The future of the operations of the container terminal, today in charge of APM Terminals, will be decided by means of an international tender for some corporation to operate the harbour enclosure, something that representatives of the business chambers see positive, provided that the current flow of maneuvers is not interrupted.

Everything is intended to be carried out in a legal process, reiterated yesterday the authorities of the Ministry of Communications, Infrastructure and Housing (CIV) during two different business events, which would provide certainty to users.

One of the concerns raised by members of the logistics chain is the interruption of APM’s activities when the nullity of the contract that gave life to this company is notified. But the VIC authorities, as rectors of port policy, said that this will not happen and that from the government all the support is being given to finding a solution.

The head of the VIC, Felix Alvarado, explained during a meeting organized by the Fundación para el Desarrollo de Guatemala (Fundesa) that in this legal situation involving the Quetzal Port Company (EPQ) and APM, the priority is to guarantedscsde the continuity of the service. The container terminal operates with the most proven model of cargo handling in port and losing that activity, is what Guatemala cannot afford to do in the current context.

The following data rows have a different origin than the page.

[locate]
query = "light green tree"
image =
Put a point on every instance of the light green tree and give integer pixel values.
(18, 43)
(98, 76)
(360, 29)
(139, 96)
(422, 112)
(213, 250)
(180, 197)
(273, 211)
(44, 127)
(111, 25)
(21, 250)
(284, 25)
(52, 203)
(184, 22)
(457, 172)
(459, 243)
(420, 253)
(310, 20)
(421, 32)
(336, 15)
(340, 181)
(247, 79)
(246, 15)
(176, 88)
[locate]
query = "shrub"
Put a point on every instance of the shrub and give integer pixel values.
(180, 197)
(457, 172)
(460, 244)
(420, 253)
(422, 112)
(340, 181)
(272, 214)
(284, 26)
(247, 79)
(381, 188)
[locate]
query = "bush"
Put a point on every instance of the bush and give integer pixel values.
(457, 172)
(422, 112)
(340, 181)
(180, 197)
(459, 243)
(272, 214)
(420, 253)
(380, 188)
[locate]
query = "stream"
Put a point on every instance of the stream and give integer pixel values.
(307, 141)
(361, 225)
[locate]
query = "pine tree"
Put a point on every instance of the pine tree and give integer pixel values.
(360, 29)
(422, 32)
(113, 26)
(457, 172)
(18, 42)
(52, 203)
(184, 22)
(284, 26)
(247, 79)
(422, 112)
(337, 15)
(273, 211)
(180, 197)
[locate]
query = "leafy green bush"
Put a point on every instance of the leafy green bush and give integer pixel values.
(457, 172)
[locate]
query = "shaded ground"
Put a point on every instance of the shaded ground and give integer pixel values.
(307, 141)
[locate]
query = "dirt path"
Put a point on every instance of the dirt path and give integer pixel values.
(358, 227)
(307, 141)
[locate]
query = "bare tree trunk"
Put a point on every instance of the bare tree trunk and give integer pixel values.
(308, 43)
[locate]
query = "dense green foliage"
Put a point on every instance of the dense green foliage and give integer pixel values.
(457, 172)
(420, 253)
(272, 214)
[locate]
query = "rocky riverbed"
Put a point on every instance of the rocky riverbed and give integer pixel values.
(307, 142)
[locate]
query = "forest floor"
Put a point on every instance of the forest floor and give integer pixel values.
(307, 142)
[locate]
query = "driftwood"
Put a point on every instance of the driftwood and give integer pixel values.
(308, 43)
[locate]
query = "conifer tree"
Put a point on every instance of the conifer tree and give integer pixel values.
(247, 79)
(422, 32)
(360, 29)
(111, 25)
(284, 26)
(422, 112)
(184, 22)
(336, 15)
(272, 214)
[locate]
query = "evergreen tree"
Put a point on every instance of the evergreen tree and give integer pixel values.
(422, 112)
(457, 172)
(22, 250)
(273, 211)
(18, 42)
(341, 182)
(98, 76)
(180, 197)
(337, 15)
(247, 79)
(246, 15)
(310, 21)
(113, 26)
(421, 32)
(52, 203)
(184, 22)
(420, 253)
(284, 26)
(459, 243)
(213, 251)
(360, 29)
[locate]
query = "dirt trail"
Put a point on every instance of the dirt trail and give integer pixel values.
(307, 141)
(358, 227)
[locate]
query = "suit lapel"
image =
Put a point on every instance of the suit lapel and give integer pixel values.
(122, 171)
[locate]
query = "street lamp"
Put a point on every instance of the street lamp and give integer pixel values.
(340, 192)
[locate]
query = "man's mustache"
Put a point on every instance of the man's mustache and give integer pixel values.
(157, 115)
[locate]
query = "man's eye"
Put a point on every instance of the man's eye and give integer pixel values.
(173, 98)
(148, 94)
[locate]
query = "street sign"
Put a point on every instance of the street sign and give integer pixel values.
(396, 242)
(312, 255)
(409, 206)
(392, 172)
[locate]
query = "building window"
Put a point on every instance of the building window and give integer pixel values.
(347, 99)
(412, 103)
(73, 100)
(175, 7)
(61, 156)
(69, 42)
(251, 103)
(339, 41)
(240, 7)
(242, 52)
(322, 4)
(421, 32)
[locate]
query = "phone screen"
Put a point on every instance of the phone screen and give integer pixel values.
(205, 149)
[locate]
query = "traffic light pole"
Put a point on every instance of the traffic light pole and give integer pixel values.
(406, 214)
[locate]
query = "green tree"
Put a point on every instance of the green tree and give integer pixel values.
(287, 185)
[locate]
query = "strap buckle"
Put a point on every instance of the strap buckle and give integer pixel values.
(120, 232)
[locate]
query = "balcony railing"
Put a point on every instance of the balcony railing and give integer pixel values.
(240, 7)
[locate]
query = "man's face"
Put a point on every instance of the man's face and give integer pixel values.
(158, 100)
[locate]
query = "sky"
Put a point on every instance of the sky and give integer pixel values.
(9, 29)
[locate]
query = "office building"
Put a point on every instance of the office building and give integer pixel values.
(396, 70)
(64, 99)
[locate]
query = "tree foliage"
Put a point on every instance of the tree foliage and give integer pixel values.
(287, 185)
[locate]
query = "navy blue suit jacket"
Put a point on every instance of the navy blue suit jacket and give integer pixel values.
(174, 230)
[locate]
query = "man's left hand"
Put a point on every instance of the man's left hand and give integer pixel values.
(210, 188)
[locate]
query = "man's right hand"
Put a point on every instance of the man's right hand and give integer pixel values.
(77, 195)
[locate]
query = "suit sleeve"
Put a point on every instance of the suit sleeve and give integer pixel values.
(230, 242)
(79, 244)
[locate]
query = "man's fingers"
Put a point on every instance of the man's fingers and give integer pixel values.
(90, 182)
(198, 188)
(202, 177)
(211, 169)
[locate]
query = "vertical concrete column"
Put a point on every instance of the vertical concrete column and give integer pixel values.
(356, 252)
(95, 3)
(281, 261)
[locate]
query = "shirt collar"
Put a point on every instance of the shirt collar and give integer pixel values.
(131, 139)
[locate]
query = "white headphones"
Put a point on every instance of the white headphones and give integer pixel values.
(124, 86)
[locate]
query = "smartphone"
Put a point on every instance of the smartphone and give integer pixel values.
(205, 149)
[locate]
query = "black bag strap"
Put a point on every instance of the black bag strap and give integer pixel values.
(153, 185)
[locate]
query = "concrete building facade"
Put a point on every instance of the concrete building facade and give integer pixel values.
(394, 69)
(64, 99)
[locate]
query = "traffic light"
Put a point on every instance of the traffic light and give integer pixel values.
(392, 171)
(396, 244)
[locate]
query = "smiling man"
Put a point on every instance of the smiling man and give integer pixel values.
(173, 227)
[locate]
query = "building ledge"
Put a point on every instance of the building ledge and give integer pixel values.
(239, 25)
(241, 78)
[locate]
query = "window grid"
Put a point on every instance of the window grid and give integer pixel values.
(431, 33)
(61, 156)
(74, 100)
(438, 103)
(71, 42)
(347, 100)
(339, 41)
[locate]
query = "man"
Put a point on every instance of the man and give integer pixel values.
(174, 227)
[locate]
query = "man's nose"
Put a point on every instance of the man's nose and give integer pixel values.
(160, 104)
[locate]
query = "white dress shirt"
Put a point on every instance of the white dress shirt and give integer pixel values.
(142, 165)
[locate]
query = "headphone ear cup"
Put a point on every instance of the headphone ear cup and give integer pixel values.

One of the messages reiterated by the official is that, as an emerging solution, an international public tender will be launched that gives long-term certainty to both the State of Guatemala and anyone who wants to compete and obtains the award.

They guarantee operations

Simultaneously, at an event of the Guatemalan Chamber of Commerce (CCG) and the Guatemalan-American Chamber of Commerce (AmCham) on the current situation of the port system, Werner Ovalle, president of the National Port Commission (CPN) and Fernando Suriano Buezo, vice minister of communications, reported that the operations of APM Terminals are guaranteed, and they rule out any interruption, since it would be harmful to the national economy.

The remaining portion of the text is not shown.